Did this new approach make a difference? It did. Our artificial-worlds-in-the-computer approach, along with the work of others, in time became agent-based modeling, now a much-used method in all the social sciences.

Our emphasis on nonequilibrium allowed economics to rigorously study how patterns form and evolve. Standard equilibrium economics is excellent at studying static outcomes, how the various incentives of various players translate into a consistent pattern. But it is woefully bad at figuring out how patterns form and change over time, and this is what our approach could supply.

We were also able to explain phenomena standard economics couldn’t easily explain, such as periods of quiescence and volatility in stock markets. In conventional economics, all behavior is in equilibrium, so calmness always rules. In our approach, some investors might make small adjustments in their predictions, which might perturb the overall pattern so that other investors might have to change their predictions to readapt. Cascades of mutual adjustment could ripple through the system. The result is periods of tranquility, followed randomly by periods of spontaneously generated perturbation — quiescence and volatility. Exactly like the real stock market.

Similarly, standard economics can’t easily explain bubbles and crashes. At equilibrium, such disturbances are irrational and by definition ruled out. In our approach, some market investors might spontaneously forecast upward price movement and buy in, causing a small price rise. This might confirm the upward predictions of other investors, and they buy in. The result is a bubble, or on the way down, a crash. Again, events trigger other events, causing random temporary changes in the economy.

None of this meant that our methods were easily accepted into economics, and the field’s mainstream didn’t exactly throw open its doors to us. This changed in 2008 and 2009, after the economic meltdown. Indeed, that meltdown itself was a perfect example of what we were talking about. The collapse of Lehmann Brothers triggered further collapses that triggered still further collapses and eventually brought about a severe recession. The result, observed The Economist magazine wryly, was not just the collapse of the financial system, but the collapse of standard economics.

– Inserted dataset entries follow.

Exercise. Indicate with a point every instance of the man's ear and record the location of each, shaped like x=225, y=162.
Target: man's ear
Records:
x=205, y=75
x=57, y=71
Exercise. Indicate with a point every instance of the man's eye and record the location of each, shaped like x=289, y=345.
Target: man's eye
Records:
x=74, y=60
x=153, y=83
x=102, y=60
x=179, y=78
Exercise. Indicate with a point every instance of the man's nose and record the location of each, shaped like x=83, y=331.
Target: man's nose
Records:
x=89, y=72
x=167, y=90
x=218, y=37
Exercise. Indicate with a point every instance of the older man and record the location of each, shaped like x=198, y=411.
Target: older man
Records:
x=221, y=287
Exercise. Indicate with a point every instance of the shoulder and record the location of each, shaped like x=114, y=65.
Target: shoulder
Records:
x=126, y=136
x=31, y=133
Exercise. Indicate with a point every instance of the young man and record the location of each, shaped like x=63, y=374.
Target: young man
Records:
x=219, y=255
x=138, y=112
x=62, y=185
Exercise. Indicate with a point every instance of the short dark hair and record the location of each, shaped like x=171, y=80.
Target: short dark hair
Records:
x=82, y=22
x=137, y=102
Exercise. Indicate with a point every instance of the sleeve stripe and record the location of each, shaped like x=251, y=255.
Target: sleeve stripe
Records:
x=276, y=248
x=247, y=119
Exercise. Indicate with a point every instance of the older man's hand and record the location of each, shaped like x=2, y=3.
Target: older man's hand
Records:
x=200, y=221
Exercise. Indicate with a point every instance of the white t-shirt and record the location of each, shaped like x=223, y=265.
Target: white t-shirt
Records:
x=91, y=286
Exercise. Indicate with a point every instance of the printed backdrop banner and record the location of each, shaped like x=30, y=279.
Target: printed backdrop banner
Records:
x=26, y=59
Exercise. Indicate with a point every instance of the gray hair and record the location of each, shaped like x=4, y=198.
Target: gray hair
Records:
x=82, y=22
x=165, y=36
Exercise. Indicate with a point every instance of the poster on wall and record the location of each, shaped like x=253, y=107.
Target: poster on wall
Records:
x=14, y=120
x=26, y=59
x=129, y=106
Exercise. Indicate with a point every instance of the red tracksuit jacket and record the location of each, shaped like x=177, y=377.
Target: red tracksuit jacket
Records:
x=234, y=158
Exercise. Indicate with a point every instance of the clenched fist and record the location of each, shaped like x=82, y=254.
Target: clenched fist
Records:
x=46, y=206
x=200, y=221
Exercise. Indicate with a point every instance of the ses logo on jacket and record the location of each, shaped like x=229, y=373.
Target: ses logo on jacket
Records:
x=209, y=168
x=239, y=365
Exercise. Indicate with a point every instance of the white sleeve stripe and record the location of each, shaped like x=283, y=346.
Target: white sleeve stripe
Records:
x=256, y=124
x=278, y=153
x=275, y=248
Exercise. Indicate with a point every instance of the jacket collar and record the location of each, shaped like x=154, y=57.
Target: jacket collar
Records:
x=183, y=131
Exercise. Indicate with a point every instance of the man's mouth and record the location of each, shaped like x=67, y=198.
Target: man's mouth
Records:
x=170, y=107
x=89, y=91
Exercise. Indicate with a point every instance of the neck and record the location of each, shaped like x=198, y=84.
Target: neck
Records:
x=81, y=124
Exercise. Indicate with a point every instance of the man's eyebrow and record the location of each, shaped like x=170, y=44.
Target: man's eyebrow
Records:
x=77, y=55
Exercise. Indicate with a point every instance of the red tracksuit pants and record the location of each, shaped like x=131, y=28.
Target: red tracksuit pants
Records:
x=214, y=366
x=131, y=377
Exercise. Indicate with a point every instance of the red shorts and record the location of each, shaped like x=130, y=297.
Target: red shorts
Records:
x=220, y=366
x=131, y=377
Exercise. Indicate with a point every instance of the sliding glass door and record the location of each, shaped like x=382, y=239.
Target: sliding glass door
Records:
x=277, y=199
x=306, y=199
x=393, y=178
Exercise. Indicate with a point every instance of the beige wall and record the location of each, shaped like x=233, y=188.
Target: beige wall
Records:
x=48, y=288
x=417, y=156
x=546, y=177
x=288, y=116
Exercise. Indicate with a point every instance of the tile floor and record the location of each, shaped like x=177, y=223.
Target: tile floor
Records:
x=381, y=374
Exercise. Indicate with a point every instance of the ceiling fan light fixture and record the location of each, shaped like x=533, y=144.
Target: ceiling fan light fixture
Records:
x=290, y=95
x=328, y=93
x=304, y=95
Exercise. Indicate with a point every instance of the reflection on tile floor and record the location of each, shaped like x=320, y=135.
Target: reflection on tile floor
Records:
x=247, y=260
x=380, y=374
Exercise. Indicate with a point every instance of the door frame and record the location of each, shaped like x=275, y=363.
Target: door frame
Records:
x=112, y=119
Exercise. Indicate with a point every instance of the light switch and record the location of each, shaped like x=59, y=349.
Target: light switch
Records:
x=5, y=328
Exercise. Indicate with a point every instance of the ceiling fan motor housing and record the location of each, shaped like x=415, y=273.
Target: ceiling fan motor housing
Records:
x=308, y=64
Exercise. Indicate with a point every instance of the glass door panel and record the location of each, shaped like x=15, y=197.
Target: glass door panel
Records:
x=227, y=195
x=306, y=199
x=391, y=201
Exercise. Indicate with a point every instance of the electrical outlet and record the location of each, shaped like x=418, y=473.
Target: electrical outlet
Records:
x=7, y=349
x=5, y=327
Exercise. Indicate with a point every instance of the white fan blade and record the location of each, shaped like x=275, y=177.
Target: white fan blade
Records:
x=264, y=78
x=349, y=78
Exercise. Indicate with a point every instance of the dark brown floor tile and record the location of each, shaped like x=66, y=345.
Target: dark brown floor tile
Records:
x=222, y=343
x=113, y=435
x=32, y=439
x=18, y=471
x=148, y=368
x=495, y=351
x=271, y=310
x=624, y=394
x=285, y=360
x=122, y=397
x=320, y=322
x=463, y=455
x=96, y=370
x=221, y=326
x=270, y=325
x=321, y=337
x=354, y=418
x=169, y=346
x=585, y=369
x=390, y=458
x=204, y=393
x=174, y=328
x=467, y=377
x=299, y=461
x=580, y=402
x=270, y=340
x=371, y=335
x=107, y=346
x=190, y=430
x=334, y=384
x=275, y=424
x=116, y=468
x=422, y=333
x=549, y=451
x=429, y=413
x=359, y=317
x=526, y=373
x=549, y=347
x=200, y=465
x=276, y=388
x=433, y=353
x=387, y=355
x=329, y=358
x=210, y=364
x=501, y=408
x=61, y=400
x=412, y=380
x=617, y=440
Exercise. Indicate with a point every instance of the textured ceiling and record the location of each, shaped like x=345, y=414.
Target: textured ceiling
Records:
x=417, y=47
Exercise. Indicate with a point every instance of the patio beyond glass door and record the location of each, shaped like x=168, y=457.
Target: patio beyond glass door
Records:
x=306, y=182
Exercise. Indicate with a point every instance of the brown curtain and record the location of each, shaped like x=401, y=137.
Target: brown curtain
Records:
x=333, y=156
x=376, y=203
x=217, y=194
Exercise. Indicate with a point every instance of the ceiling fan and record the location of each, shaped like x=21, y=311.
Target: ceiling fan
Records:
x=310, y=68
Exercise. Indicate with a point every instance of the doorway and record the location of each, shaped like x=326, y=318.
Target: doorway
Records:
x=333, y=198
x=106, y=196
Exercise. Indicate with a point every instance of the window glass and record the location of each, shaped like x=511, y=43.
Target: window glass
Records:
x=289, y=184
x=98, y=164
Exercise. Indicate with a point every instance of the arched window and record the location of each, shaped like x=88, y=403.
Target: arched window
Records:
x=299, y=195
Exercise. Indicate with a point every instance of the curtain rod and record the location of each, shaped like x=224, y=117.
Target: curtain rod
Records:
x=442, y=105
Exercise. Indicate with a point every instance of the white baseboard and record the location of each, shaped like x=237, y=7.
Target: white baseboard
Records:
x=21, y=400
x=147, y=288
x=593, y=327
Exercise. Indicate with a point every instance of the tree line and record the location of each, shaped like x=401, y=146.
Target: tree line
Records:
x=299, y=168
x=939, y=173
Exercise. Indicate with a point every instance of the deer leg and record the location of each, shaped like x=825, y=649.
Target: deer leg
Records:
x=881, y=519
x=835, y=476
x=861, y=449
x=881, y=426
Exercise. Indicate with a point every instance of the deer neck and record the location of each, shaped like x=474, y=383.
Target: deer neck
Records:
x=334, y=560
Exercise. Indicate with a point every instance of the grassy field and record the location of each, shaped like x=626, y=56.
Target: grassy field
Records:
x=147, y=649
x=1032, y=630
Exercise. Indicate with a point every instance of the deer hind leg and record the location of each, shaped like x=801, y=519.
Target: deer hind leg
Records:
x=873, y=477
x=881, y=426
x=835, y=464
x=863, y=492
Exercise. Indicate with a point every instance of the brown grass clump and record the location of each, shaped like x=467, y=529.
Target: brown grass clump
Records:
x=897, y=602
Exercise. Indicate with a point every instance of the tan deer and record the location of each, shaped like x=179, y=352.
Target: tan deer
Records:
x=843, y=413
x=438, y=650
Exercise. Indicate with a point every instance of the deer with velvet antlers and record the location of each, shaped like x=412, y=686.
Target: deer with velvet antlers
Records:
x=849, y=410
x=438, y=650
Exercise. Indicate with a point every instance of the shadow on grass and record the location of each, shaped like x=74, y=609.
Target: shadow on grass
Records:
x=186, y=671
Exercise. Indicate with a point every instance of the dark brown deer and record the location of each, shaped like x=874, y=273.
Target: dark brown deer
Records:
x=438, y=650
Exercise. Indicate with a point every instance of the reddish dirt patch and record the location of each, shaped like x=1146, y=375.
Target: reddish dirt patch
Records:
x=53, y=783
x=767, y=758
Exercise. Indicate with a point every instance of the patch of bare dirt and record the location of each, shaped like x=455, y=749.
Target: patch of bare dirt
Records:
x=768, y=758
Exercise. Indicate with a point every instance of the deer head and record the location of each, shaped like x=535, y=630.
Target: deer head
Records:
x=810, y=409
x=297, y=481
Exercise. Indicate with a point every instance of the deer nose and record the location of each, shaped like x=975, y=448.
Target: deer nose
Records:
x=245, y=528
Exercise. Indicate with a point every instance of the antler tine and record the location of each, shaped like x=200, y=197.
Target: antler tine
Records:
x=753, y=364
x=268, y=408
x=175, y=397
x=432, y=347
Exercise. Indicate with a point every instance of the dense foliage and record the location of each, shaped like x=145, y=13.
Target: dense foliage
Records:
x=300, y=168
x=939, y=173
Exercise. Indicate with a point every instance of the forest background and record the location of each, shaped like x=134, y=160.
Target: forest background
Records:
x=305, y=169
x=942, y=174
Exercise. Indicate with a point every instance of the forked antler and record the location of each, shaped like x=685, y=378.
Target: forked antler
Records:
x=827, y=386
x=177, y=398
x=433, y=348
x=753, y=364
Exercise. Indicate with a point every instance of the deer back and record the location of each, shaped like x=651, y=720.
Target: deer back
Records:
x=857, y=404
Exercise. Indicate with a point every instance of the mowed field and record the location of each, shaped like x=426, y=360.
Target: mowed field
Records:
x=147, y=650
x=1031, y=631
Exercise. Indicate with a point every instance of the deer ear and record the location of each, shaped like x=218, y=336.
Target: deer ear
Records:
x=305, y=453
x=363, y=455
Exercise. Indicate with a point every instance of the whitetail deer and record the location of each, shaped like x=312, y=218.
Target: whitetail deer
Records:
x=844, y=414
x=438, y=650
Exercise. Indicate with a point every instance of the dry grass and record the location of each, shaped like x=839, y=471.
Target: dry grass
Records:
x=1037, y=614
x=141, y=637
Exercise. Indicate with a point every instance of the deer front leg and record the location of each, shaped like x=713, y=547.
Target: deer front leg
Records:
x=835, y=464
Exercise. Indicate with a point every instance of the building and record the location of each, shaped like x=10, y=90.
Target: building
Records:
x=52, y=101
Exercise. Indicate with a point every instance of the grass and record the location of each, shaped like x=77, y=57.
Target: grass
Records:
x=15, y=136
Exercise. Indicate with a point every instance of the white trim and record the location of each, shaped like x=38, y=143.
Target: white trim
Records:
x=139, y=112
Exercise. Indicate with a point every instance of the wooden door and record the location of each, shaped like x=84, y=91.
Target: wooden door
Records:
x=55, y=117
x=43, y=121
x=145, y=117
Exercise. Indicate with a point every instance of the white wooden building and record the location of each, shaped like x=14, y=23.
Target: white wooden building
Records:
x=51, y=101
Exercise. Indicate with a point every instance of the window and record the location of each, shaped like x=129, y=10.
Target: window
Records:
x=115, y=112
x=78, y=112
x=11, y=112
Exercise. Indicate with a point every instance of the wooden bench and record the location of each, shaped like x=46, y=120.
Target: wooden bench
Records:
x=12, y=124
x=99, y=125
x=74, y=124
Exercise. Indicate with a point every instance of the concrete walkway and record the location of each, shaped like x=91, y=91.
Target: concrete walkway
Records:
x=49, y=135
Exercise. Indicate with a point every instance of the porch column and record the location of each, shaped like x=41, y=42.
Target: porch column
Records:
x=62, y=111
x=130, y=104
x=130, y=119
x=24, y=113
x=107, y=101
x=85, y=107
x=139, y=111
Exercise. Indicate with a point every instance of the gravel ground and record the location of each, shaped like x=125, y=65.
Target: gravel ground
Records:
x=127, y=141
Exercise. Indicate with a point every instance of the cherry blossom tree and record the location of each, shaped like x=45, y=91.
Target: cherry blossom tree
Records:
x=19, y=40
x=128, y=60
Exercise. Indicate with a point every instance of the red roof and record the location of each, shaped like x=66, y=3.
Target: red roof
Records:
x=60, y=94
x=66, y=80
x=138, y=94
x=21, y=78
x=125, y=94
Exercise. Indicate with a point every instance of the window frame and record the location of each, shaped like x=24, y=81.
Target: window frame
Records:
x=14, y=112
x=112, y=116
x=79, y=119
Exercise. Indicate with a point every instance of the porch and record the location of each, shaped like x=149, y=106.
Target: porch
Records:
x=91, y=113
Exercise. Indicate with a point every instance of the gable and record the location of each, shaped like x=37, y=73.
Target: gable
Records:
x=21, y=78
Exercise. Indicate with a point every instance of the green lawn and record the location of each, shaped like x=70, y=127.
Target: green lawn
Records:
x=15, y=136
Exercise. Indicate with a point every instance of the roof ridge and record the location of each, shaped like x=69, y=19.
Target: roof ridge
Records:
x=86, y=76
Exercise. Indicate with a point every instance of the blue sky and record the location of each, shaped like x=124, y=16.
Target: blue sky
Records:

Something different was needed.

Our approach, which has come to be called Complexity Economics, suddenly looked a great deal more relevant. It wasn’t quite a new set of methods, it wasn’t a new set of theories and it certainly wasn’t a new ideology. Really, it was a different way to see the economy. It viewed the economy not as static, perfect, pure and rational, but as messy, alive, organic and always constructing itself. It saw the economy as never at rest, but as always discovering, always in perpetual novelty.
In 1996, a historian of economic thought, David Colander, put forward an allegory in which economists a century ago stood at the base of two mountains whose peaks were hidden in the clouds. They wanted to climb the higher peak and had to choose one of the two. They chose the mountain of well-definedness and mathematical order, only to see when they had worked their way up and finally got above the clouds that the other mountain, the one of process and organicism, was far higher.

Many other economists besides our New Mexican group have started to climb that other mountain in the last few years. We have much to discover.


W. Brian Arthur is an external professor at the Santa Fe Institute and a visiting researcher in the Intelligent Systems Lab at the Palo Alto Research Center in California. He has served on the Santa Fe Institute’s Science Board and board of trustees. Formerly at Stanford, he is the recipient of the inaugural Lagrange Prize in Complexity Science and the International Schumpeter Prize in Economics.